Throughout her career, Howard received many awards for her children’s books: American Library Association notable book citation (1990); Hedda Seisler Mason honor book, Enoch Pratt Library (1991); Booklist Picture Books of the 1980s; Parents’ Choice Award, Picture Book Category (1992); Teacher’s Choice Award, International Reading Association (1992); and Coretta Scott King Award Honor Book (2001).

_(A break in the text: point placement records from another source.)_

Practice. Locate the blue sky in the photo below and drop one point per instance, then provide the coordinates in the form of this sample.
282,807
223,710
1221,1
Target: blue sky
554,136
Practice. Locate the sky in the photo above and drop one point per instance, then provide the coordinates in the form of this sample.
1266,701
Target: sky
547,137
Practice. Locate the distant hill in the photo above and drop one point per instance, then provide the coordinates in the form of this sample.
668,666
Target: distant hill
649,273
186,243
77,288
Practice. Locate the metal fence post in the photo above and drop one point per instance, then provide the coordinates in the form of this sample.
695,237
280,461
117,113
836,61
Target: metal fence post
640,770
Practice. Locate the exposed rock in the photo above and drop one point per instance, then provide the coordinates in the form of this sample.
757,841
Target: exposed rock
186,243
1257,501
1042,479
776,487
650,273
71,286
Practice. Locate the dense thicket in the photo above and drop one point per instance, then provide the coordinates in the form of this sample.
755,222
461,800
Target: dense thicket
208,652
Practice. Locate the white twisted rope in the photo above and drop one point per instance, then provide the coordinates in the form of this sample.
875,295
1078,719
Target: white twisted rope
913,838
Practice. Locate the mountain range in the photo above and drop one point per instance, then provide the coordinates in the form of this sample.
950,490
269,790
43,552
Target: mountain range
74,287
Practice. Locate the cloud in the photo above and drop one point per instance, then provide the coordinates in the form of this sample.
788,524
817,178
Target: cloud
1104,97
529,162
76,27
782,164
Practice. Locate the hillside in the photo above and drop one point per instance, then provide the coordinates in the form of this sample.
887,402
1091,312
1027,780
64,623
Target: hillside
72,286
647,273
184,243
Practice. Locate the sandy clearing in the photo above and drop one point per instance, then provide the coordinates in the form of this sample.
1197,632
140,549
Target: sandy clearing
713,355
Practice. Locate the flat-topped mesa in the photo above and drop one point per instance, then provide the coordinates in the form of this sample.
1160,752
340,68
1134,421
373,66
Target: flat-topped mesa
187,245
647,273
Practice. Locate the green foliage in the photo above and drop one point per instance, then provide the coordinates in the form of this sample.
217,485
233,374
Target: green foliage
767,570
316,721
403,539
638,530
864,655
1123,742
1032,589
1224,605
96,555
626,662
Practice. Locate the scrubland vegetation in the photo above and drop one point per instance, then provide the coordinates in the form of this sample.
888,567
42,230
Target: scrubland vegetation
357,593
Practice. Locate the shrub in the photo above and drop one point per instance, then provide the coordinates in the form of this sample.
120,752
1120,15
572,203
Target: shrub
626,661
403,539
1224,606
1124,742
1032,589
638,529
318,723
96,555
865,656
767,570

Amongst her writing career and other interests, Howard keeps active memberships with the American Library Association, the Pennsylvania School Librarian’s Association, the Children’s Literature Association, and the Society of Children’s Book Writers. She has also served on a several committees: the Caldecott Committee, the Hans Christian Andersen Committee, and the Teachers of Children’s Literature Discussion Group in ALA. Elizabeth Fitzgerald Howard is a woman who likes to keep busy. Along with spending time with her grandchildren, she was also a member of the Board of Magee Women’s Hospital where she served as the chair of the ethics Committee, the QED of communications and Beginning with Books at the hospital. At the time of this writing, Howard lives in Pittsburgh, Pennsylvania, with her family.
America as Story: Historical Fiction for Secondary Schools. Chicago: American Library Association, 1988.
The Train to Lulu’s. New York: Bradbury Press, 1988.
Chita’s Christmas Tree. New York: Bradbury Press, 1989.